Over a weekend, I threw the kitchen sink at it: sacrificing accuracy, optimizing, and even overclocking. Still, to run 10 seconds of simulation at 30 FPS, the Raspberry Pi Zero took 16.982 seconds. Meanwhile, my Raspberry Pi 3–not overclocked and using the same GPU–ran the same code in 6.376 seconds. Considering that the Pi 3 was more than twice as fast, the CPU on the Zero was clearly too slow!
The entire simulation was running on the GPU, so why? Jacobi iteration. Each iteration was embarrassingly parallel by itself, but the next iteration was dependent on the previous. That meant each iteration meant a new kernel call in order to preserve the dependency, so I ended up needing to call hundreds of kernels per second. In fact, calling a kernel was quite expensive on the Zero’s weak CPU. The algorithm itself–as parallel as it was–just wasn’t parallel enough, and the Zero couldn’t handle OpenCL’s overhead as a result.

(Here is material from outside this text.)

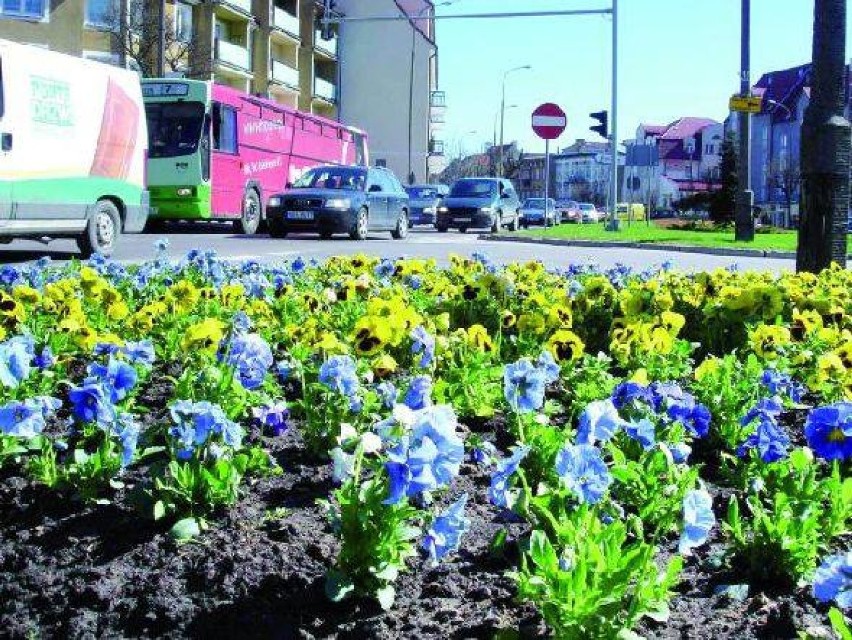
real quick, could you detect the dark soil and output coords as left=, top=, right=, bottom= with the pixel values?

So, that meant that I should just pursue what I originally wanted on the Raspberry Pi 3; it’s got a CPU powerful enough to handle the kernel calls. However, I really want the neat and tiny form factor of the Zero. What I might do instead is cellular automaton fluid. A technique used in some 2D games, it’s not as mathematically rigorous as Eulerian fluid simulation, but it should require way less kernel calls. Anyway, I think it would be a fun exploration.

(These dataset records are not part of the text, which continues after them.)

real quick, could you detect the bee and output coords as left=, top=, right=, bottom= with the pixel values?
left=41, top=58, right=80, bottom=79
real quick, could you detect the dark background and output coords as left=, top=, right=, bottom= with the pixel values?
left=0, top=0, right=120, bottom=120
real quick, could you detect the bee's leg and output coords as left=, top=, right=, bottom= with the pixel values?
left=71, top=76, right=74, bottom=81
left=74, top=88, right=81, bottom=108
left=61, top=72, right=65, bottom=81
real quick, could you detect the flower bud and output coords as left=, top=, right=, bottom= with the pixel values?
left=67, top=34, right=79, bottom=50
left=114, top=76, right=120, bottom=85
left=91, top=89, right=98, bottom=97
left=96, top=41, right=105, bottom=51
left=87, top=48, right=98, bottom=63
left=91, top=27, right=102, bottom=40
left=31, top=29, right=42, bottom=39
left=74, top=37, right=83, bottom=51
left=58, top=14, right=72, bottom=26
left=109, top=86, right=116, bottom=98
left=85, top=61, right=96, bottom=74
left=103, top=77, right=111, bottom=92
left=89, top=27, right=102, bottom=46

But I digress. I did succeed in using the Raspberry Pi Zero’s GPU, though it went in a way I completely didn’t expect. I think that VC4CL–and embedded GPGPU as a whole–can offer an unprecedented level of compute that enables projects that were unthinkable before. Eulerian fluid simulation on the Zero turned out to be too CPU-bound to prove it, but I’m determined to make a project that’s really, really parallel and demonstrate.